Come ci si aspettava, il primo turno delle elezioni presidenziali francesi ha riservato poche sorprese. Al ballottaggio in programma fra due settimane sarà, esattamente come cinque anni fa, un testa a testa tra Emmanuel Macron e Marine Le Pen, con la differenza che il primo non è più quel candidato “outsider” che fu in grado di cancellare il Partito Socialista (con cui peraltro aveva governato in quanto Ministro dell’Economia di Hollande), ma deve in questo caso difendere la sua permanenza all’Eliseo. La posta in gioco, tuttavia, non riguarda solo la Francia, ma è ben più profonda perché coinvolge la leadership europea e la direzione che l’Ue potrà prendere nei prossimi anni.


Una conferma di Macron sarebbe certamente più “rassicurante” per i filoeuropeisti e potrebbe fornire all’attuale Presidente francese la spinta che gli serve per guidare l’Ue verso una nuova fase, che la renda un soggetto più assertivo e autonomo in politica estera (soprattutto attraverso un deciso approfondimento del progetto di Difesa europea) e anche meno dipendente da impostazioni di bilancio “rigide” tipiche dei Paesi cosiddetti “frugali”. Si tratterebbe di una circostanza importante, nel momento in cui l’Europa manifesta un grande senso di coesione rispetto alla guerra in Ucraina, ma che presenta alcuni ostacoli come ad esempio un possibile raffreddamento del tradizionale asse “franco-tedesco”: l’uscita di scena di Angela Merkel richiede la definizione di un nuovo rapporto tra Macron e Scholz, con la Germania che peraltro sta manifestando un approccio più cauto sulle eventuali sanzioni alla Russia che coinvolgano in maniera pesante le forniture di gas e petrolio.


Dall’altra parte, una vittoria di Le Pen (al momento ancora improbabile, per quanto la differenza nei sondaggi si sia sensibilmente assottigliata) scompaginerebbe del tutto le carte contribuendo a rafforzare nuovamente quel fronte di Paesi euro-scettici di cui fanno parte soprattutto Ungheria e Polonia e che potrebbe frenare il processo di integrazione.

Una circostanza da scongiurare, dato che l’invasione russa dell’Ucraina ha contribuito a risvegliare sentimenti di solidarietà europea in Varsavia che, in un quadro politico dove i sovranisti rimangono minoritari, potrebbero favorire un riavvicinamento della Polonia a Bruxelles e magari anche la soluzione della spinosa controversia sul mancato rispetto dello Stato di diritto.

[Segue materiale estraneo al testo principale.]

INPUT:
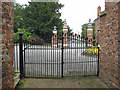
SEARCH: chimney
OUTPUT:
[97,6,101,16]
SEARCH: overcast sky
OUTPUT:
[16,0,105,33]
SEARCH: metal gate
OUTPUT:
[17,32,99,78]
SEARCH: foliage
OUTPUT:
[82,23,95,39]
[14,28,32,42]
[15,2,63,40]
[76,41,85,44]
[29,37,45,45]
[83,46,100,55]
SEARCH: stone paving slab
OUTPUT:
[18,76,108,88]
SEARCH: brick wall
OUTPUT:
[118,2,120,87]
[99,2,120,87]
[95,18,100,42]
[0,2,14,88]
[0,2,2,89]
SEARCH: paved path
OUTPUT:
[19,77,108,90]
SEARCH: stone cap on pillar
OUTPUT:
[63,19,68,31]
[87,19,93,30]
[53,26,57,34]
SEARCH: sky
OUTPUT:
[16,0,105,34]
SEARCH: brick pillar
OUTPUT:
[97,6,101,17]
[63,20,68,48]
[0,2,14,89]
[52,26,57,47]
[118,2,120,88]
[87,19,93,43]
[99,2,120,89]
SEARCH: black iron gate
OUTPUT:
[20,32,99,78]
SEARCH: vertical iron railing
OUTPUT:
[19,32,24,78]
[97,45,100,77]
[61,32,64,78]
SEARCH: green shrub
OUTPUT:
[18,80,24,87]
[14,28,32,42]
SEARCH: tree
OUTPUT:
[15,2,63,40]
[82,24,88,39]
[82,23,95,39]
[14,28,32,42]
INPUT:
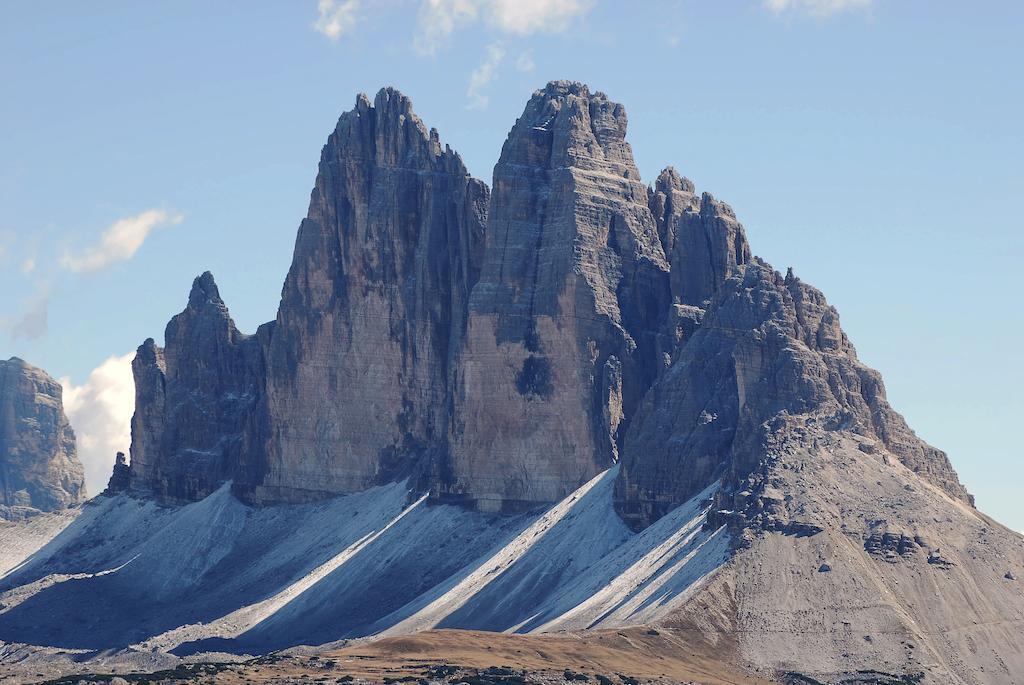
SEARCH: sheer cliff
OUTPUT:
[123,81,970,520]
[0,357,85,519]
[0,82,1024,685]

Alla luce degli endorsement dei candidati sconfitti in vista del secondo turno, potremmo azzardarci a dire che Macron, a scanso di sorprese davvero improbabili, ha la vittoria in tasca. Non solo il Presidente uscente ha ottenuto l’indicazione di voto di Valérie Pécresse e degli altri moderati, ma ha conseguito anche un aiuto importante da Mélenchon, esponente di una sinistra radicale e nazionalista che per certi versi non si discosta molto dalle proposte del Front National ma che ha immediatamente affermato che Le Pen non otterrà neppure un voto dal suo partito: un duro colpo considerando che la Sinistra radicale ha superato il 20% dei consensi. Comunque vada a finire, quello che emerge da questa frammentazione, e da questa crescente tendenza degli elettori francesi a votare le ali estreme, è l’importanza data in maniera preponderante alle questioni interne piuttosto che a quelle internazionali, dominio nel quale il leader di En Marche! ha dimostrato di saper ottenere risultati migliori.

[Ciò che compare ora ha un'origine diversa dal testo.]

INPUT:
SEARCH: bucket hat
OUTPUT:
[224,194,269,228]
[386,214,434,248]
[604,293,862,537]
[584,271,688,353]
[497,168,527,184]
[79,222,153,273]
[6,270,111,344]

Ovviamente, è quasi superfluo dire che all’Italia converrebbe una riconferma di Macron, che offrirebbe la possibilità di rafforzare i rapporti bilaterali dopo anni in cui non erano mancate tensioni. Il nostro Paese potrebbe sposare la strategia europea di Parigi proprio nel tentativo di contare di più a livello regionale, in un’ottica di maggiore integrazione ma anche di condivisione di maggiori responsabilità in politica estera, soprattutto nel Mediterraneo orientale dove siamo i più qualificati per avere un ruolo di prestigio e influenza.